The best part is we're keeping it all in-house, but just making sure we're making those good decisions. And then I think on the flip side, from the providers, them even understanding because a lot of times they're not doing prior authorizations, but how do their prescribing decisions impact further down the line? And I think my grandiose goal in life is how to make access to medications easier for our patient populations to make their lives healthier. And I think if we could close that full loop for them to fully understand it all, not only will it help the health plan, but it could also help our overall health system.
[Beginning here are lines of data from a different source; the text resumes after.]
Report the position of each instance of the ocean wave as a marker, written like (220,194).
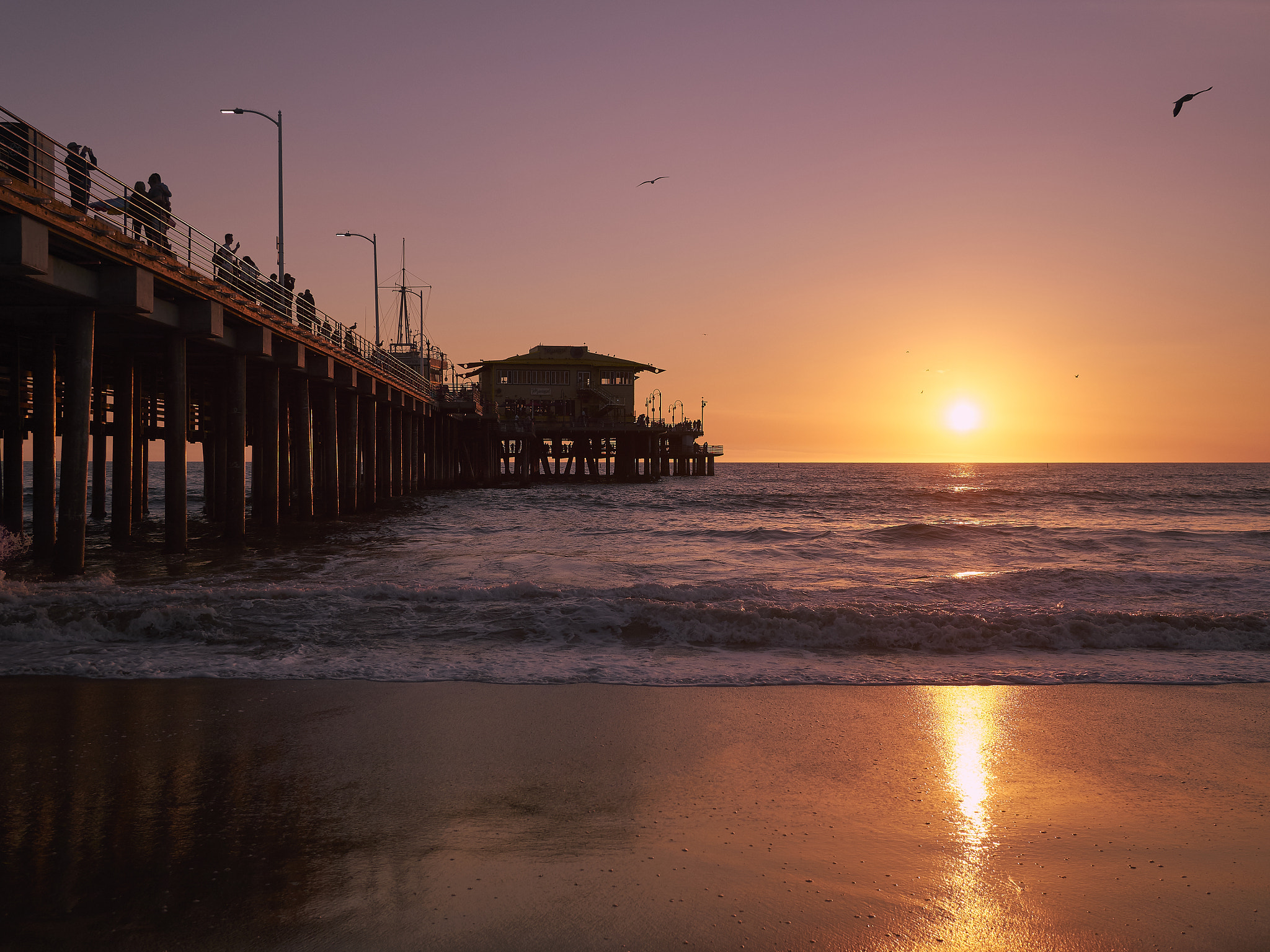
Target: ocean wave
(738,617)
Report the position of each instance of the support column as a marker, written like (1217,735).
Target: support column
(346,412)
(45,469)
(221,444)
(76,420)
(370,457)
(265,451)
(98,436)
(121,433)
(327,410)
(384,451)
(303,451)
(140,464)
(14,436)
(235,448)
(408,452)
(395,456)
(283,459)
(175,517)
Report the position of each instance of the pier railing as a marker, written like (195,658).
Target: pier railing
(76,190)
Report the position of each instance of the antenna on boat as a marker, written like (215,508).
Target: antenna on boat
(408,338)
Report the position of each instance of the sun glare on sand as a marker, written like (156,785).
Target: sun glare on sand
(963,416)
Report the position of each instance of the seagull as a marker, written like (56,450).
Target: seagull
(1178,106)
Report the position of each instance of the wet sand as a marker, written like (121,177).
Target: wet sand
(355,815)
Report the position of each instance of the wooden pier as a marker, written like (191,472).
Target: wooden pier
(111,339)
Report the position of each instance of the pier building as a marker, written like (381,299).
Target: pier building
(567,413)
(561,384)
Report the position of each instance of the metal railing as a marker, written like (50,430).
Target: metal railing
(71,184)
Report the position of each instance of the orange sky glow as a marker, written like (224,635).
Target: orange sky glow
(873,211)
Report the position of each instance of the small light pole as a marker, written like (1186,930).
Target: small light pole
(375,255)
(282,267)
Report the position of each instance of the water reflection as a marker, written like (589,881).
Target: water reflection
(968,730)
(972,729)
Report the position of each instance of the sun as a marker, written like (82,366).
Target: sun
(963,416)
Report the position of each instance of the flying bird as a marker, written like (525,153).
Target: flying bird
(1178,106)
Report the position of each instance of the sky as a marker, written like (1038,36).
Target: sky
(874,215)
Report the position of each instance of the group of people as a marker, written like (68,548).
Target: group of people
(244,276)
(148,206)
(150,209)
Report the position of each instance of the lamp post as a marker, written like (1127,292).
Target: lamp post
(282,267)
(375,254)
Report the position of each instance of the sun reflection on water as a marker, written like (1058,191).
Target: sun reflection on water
(972,729)
(968,730)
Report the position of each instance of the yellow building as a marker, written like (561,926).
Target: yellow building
(561,384)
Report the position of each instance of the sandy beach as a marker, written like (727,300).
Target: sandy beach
(357,815)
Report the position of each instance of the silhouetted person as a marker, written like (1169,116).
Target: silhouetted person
(306,310)
(1178,106)
(273,295)
(138,208)
(249,278)
(161,202)
(79,164)
(288,294)
(226,263)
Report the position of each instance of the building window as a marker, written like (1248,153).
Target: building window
(558,379)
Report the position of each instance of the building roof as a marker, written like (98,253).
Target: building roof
(545,355)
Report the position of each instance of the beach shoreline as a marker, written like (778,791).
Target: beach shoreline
(347,814)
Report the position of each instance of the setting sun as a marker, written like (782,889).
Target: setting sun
(963,416)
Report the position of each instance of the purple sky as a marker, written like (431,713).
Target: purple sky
(996,188)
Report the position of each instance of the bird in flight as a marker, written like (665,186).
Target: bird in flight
(1178,106)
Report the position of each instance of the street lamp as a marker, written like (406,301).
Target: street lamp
(375,253)
(282,267)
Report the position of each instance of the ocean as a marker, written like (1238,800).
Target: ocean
(765,574)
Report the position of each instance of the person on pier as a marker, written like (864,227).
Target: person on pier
(226,262)
(288,294)
(273,295)
(306,310)
(249,278)
(79,164)
(161,197)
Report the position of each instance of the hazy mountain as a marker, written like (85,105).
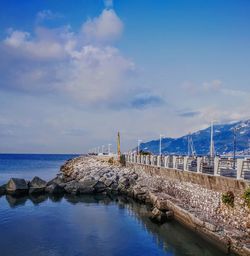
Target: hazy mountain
(223,139)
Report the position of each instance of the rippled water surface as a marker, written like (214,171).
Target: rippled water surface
(29,165)
(86,225)
(90,225)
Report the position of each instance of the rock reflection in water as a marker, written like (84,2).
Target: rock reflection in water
(171,238)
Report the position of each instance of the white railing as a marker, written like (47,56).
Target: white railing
(228,167)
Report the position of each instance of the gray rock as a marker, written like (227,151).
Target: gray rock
(86,185)
(17,186)
(54,189)
(100,187)
(2,190)
(159,216)
(37,186)
(71,187)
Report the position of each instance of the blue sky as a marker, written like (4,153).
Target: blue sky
(73,73)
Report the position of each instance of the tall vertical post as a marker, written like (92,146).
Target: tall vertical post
(138,146)
(109,148)
(216,166)
(174,162)
(118,145)
(240,163)
(212,149)
(158,161)
(234,161)
(199,163)
(185,162)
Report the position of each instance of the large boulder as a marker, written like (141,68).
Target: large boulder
(71,187)
(100,187)
(37,186)
(160,217)
(2,190)
(54,189)
(86,186)
(17,186)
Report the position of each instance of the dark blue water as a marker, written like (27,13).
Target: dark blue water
(84,225)
(29,165)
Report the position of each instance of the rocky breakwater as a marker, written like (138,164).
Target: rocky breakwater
(87,175)
(191,204)
(197,207)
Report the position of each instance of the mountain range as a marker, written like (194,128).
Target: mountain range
(223,141)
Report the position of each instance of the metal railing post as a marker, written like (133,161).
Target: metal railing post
(239,167)
(216,166)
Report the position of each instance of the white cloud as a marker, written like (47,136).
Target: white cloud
(60,61)
(108,3)
(47,15)
(105,28)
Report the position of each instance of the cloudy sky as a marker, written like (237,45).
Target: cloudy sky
(73,73)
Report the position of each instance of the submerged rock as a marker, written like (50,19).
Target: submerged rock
(37,186)
(160,217)
(3,190)
(17,186)
(54,189)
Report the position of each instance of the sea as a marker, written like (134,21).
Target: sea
(83,225)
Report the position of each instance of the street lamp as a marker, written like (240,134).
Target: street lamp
(138,146)
(161,136)
(109,148)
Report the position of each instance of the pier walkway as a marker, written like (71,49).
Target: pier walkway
(217,166)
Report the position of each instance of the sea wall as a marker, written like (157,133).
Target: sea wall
(198,203)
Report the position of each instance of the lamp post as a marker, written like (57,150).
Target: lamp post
(109,148)
(138,146)
(161,136)
(235,141)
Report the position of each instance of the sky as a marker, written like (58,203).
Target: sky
(74,73)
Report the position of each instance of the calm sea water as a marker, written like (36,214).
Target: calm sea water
(29,165)
(84,225)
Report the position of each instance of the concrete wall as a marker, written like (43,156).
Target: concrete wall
(215,183)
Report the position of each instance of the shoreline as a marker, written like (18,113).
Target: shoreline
(104,175)
(146,189)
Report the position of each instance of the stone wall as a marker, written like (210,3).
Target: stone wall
(201,195)
(215,183)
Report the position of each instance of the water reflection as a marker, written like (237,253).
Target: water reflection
(95,225)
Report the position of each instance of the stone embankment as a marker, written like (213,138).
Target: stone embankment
(199,208)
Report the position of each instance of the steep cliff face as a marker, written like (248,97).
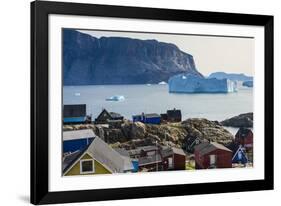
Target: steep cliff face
(118,60)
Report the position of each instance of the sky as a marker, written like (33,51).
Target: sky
(210,53)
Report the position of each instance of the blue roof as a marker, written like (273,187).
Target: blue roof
(240,156)
(74,119)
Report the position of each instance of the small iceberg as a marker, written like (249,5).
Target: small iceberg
(116,98)
(162,83)
(248,84)
(190,83)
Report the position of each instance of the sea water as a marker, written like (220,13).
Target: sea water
(157,99)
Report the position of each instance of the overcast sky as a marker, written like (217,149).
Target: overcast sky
(211,54)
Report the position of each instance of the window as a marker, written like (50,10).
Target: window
(170,162)
(87,166)
(212,159)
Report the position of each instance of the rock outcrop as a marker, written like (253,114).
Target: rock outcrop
(135,134)
(207,130)
(116,60)
(242,120)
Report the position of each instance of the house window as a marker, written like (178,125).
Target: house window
(170,162)
(212,159)
(87,166)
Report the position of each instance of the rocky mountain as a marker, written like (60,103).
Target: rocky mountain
(116,60)
(135,134)
(242,120)
(231,76)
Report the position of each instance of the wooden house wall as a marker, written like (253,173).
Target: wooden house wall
(223,159)
(99,168)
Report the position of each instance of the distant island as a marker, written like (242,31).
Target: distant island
(88,60)
(231,76)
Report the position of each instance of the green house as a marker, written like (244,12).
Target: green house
(96,158)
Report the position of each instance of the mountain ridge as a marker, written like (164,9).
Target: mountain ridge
(88,60)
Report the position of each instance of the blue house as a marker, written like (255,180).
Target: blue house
(152,118)
(74,114)
(77,140)
(240,156)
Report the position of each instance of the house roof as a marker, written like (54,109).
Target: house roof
(243,132)
(122,152)
(74,110)
(103,111)
(174,113)
(78,134)
(105,155)
(70,158)
(150,159)
(144,148)
(150,115)
(191,139)
(169,151)
(206,147)
(178,151)
(115,115)
(108,156)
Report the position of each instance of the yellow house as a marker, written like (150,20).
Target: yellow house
(97,158)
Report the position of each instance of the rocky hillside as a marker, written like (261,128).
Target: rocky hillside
(242,120)
(231,76)
(116,60)
(132,135)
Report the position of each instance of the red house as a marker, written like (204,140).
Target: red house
(173,158)
(212,155)
(244,137)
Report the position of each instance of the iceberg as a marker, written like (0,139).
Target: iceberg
(162,83)
(190,83)
(248,84)
(116,98)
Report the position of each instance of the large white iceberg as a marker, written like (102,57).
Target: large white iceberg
(189,83)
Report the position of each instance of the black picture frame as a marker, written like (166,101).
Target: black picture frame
(39,102)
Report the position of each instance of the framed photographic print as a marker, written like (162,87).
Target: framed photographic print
(133,102)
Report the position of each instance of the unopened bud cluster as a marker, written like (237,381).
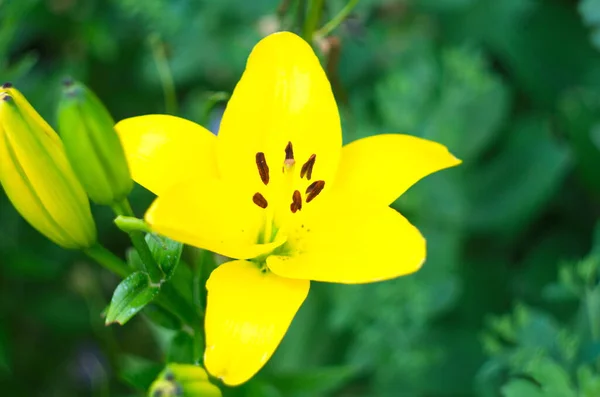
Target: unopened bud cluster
(49,179)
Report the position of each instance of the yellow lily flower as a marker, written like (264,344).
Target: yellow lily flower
(37,177)
(277,191)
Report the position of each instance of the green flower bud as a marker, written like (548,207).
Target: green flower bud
(93,146)
(183,380)
(37,177)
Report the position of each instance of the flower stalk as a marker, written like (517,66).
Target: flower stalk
(156,274)
(336,20)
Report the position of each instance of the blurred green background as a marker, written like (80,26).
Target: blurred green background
(508,302)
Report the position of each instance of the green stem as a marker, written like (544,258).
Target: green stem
(130,224)
(107,259)
(204,263)
(337,20)
(171,300)
(139,242)
(164,72)
(314,16)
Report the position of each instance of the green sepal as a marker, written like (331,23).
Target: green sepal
(93,146)
(131,296)
(166,252)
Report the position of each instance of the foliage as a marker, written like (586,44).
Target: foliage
(510,86)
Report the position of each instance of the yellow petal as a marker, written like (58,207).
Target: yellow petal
(283,96)
(212,215)
(378,169)
(351,246)
(164,150)
(248,313)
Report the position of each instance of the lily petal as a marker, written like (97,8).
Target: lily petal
(164,150)
(248,313)
(352,246)
(283,96)
(211,215)
(378,169)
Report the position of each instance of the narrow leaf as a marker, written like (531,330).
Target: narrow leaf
(130,297)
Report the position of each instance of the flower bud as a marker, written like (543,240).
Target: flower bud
(93,146)
(37,177)
(183,380)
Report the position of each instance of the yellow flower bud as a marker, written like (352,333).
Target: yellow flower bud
(92,145)
(37,177)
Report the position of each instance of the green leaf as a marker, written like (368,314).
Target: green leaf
(183,380)
(181,349)
(134,260)
(521,388)
(4,358)
(580,112)
(166,252)
(316,382)
(131,295)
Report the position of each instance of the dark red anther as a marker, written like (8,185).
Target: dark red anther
(263,168)
(289,151)
(313,190)
(296,201)
(260,200)
(307,167)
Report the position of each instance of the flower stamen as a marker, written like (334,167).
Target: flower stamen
(263,168)
(307,167)
(260,200)
(289,157)
(296,202)
(313,190)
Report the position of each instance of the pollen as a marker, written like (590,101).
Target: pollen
(289,156)
(313,190)
(263,168)
(260,200)
(308,166)
(296,202)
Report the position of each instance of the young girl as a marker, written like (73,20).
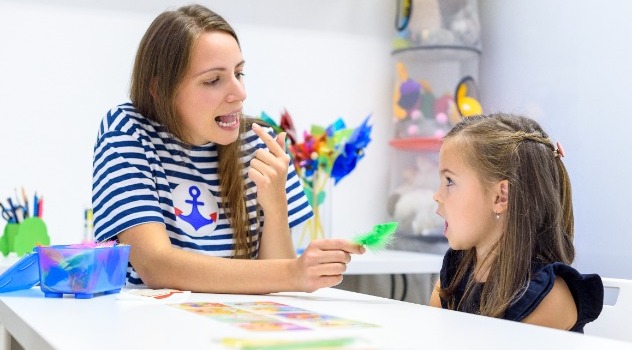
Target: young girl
(183,178)
(505,196)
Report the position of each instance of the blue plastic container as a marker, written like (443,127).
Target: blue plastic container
(65,269)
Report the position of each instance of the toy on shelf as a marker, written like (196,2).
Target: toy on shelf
(410,200)
(418,112)
(466,98)
(437,23)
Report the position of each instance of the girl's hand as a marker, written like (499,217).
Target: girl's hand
(323,262)
(269,170)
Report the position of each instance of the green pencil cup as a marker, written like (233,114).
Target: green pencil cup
(22,237)
(8,238)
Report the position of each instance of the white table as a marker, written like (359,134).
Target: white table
(106,323)
(397,263)
(394,262)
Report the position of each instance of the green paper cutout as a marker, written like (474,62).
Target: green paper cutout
(379,238)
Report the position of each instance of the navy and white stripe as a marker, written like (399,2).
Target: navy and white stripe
(138,166)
[22:08] Justin Venneri: Again, it's amazing. It keeps coming back to that. Even within the health system, the silos exist, and you kind of have to break down those walls so that everybody can see across and understand the ripple effects of their decisions. It's. It's fascinating.
[22:22] Lindsey Butler, PharmD: Yeah.
[22:22] Justin Venneri: Chris, how about you tell us a good story to send us off that's safe to share based on your experience and our discussion today.
[22:28] Chris England: Yeah, I think the topic that comes up is, just because it happened recently, is I was in. I was at a conference in Ohio last week, and it was a really cool setup. They had kind of a roundtable set up all across the conference room, where there were folks from different aspects of the industry. Right. So myself, you know, being a PBM, there was a health plan, health systems, there was local independent pharmacy owners, deans of pharmacy schools that are looking to figure out how they can train up and coming pharmacists. And we spent a lot of the whole day really talking about some of the issues in the pharmacy and PBM space.
And I just walked away - my main takeaway was just huge amounts of encouragement because we let off our discussion with all the things that are happening at the state and federal level, but also, there's just a tremendous amount of great people working to kind of improve the healthcare ecosystem. And so it was just a really inspiring day, just to hear different perspectives and how folks are thinking about things. And I'm starting to see more and more alignment and just a tremendous amount of momentum. I'm really encouraged to kind of think of what it could look like three to five years from now, and hopefully just bringing more transparency, and like Lindsey said, folks getting their medications to make them healthier.
[23:31] Justin Venneri: I love that. That's a great way to end the show. Well, Chris and Lindsey, thank you so much for joining me today and I look forward to staying in touch.
[23:38] Chris England: Yeah, thanks again for having me.
[23:39] Lindsey Butler, PharmD: Thanks as well.